The function repr() is a Python built in function. Explained here. i.e. Return a string containing a printable representation of an object.

In [88]:
def printlist(*args):
print repr(args)

In [89]:
printlist(1, 2, 3, 4, 5) # or as many more arguments as I'd like

(1, 2, 3, 4, 5)

In [90]:
def printdict(**kwargs):
print repr(kwargs)

In [91]:
printdict(john=10, jill=12, david=15)

{'john': 10, 'jill': 12, 'david': 15}

In [92]:
def printlistdict(self, *args, **kwargs):
print repr(args)
print repr(kwargs)

In [93]:
printlistdict(1, 2, 3, 4, 5, john=10, jill=12, david=15)

(2, 3, 4, 5)
{'john': 10, 'jill': 12, 'david': 15}


## Indexing with Strings¶

Numpy provides powerful capabilities to create arrays of structs or records. These arrays permit one to manipulate the data by the structs or by fields of the struct. A simple example will show what is meant.:

In [94]:
x = np.zeros((2,),dtype=('i4,f4,a10'))

In [95]:
x

Out[95]:
array([(0, 0.0, ''), (0, 0.0, '')],
dtype=[('f0', '<i4'), ('f1', '<f4'), ('f2', 'S10')])
In [96]:
x[:] = [(1, 2., 'Hello'), (2, 3., "World")]

In [97]:
x

Out[97]:
array([(1, 2.0, 'Hello'), (2, 3.0, 'World')],
dtype=[('f0', '<i4'), ('f1', '<f4'), ('f2', 'S10')])
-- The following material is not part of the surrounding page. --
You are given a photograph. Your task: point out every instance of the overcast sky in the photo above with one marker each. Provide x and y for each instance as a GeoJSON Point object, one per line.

Here we have created a one-dimensional array of length 2. Each element of this array is a record that contains three items, a 32-bit integer, a 32-bit float, and a string of length 10 or less. If we index this array at the second position we get the second record:

In [98]:
x[1]

Out[98]:
(2, 3.0, 'World')

Conveniently, one can access any field of the array by indexing using the string that names that field. In this case the fields have received the default names ‘f0’, ‘f1’ and ‘f2’.

In [99]:
y = x['f1']

In [100]:
y

Out[100]:
array([ 2.,  3.], dtype=float32)
In [101]:
y[:] = 2*y

In [102]:
x

Out[102]:
array([(1, 4.0, 'Hello'), (2, 6.0, 'World')],
dtype=[('f0', '<i4'), ('f1', '<f4'), ('f2', 'S10')])
In [103]:
y

Out[103]:
array([ 4.,  6.], dtype=float32)

See documentation for more on Structured arrays (aka "Record arrays").

## Conclusion¶

We have now completed Lesson 6 - Fancy Indexing and Index Tricks. A pretty tricky topic. Probably require revisiting later on / further studying.